Parade Park -- the catalyst of east side economic development
KANSAS CITY, Mo. (KCTV) - The revitalization of Parade Park took a more than $20 million step forward this week after Kansas City’s City Council ed an ordinance on Thursday funding part of the project’s first phase.
Mayor Quinton Lucas’s office provided renderings of what the project will eventually look like after the developers, Flaherty & Collins and Twelfth Street Heritage Corporation, break ground this summer.
Dwayne Williams is the President and CEO of Twelfth Street, and he described what this development will do for Kansas City’s east side.

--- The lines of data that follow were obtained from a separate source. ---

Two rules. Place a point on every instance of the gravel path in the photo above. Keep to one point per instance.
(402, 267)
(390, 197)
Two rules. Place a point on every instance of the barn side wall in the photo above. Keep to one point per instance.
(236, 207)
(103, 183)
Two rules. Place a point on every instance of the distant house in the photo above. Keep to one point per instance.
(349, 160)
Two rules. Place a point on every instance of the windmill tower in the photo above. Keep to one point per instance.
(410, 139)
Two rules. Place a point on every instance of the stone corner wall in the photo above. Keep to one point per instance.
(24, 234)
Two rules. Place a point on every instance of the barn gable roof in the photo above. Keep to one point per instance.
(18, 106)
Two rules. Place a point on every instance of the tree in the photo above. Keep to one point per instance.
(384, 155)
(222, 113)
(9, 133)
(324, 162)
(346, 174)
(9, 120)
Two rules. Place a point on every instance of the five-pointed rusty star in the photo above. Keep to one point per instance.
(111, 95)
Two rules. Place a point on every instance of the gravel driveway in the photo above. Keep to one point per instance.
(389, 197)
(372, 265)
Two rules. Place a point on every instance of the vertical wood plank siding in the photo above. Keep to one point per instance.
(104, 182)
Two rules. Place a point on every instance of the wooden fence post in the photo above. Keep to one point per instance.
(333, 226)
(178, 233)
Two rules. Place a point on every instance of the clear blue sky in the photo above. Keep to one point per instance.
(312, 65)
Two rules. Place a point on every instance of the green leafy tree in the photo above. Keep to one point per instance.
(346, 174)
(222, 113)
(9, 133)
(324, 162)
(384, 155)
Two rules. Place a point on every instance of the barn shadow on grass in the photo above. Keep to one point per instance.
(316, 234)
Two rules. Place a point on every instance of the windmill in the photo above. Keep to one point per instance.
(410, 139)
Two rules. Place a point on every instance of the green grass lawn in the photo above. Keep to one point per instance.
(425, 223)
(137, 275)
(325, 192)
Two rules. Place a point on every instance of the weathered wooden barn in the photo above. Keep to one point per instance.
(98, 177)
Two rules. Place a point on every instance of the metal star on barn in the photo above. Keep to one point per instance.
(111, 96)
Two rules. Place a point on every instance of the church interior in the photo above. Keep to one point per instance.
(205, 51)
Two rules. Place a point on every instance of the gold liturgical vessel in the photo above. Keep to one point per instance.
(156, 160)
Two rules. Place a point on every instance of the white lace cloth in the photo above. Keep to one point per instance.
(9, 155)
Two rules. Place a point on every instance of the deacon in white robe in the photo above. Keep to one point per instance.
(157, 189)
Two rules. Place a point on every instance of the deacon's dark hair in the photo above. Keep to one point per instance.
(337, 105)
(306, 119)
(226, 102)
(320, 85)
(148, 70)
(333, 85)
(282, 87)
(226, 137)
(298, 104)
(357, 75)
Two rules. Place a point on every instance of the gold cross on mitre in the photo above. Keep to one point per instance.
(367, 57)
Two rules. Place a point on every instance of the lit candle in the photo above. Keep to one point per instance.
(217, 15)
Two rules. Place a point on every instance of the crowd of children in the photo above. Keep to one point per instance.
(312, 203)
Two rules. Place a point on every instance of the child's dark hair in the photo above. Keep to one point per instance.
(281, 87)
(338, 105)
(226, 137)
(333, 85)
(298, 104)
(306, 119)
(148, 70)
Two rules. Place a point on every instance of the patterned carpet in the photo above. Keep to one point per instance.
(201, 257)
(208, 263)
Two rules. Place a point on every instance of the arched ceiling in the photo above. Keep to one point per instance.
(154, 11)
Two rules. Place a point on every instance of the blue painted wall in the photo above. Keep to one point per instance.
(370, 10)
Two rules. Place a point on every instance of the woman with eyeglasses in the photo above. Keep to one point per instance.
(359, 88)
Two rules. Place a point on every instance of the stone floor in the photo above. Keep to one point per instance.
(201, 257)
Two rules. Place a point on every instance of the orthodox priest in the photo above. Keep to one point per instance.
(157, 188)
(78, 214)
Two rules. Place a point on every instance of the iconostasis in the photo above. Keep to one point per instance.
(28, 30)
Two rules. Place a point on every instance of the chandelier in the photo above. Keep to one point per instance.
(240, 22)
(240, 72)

“The thing that I’m excited the most about is the transformation that’s going to take place, not just here in the 18th and Vine District, which is an absolutely amazing thought, but the transformation that will take place throughout the third district,” Williams said. “This is bigger than just Parade Park. I think anytime you drop $400 million into an area, it gives us an opportunity for Renaissance.”
The plan is to produce nearly 1,100 housing units – 465 are affordable at 30 percent to 60 percent area median income (AMI), 560 workforce 60 percent to 80 percent (AMI) and 60 units for sale.
When you add all of that together, it significantly increases housing from the original 510 townhomes.
Williams aims to have the first phase completed by 2027.
“I think this is the catalyst to start a lot of economic development in this area,” Williams said.
The ownership part of a revitalized Parade Park is significant to Kansas City’s history, according to Alexis Williams, Twelfth Street’s director of operations.
“Parade Park was originally the first black co-op in the United States, and so now we’re trying to bring that sense of community back,” Alexis Williams said. “The whole idea of a co-op is so people could own something, and this was the first thing that a lot of black people owned in Kansas City, so we wanted to bring that piece back, and that’ll be available in the second phase.”





Congressman Emmanuel Cleaver II has played a part in helping with the financing by securing around $15 million in federal dollars. That has also meant the developers have to follow standards set by Housing and Urban Development (HUD) when it comes to relocating families that are currently living in Parade Park.
Kansas City purchased the townhomes around a year ago in a foreclosure sale after living conditions had deteriorated greatly in recent years, and that’s when they brought in Flaherty & Collins and Twelfth Street.
“We got this from HUD, so there are some requirements, and that was relocation,” Alexis Williams said. “We’ve moved people off site – we’ve paid for that, some people even have purchased houses – that was important. But the one thing (they all) get is the first right to return, so not only are we moving them to a better place temporarily, we’re working with other apartments around here, other developers, so we’re kind of spreading the wealth through the community right now as we try to relocate.”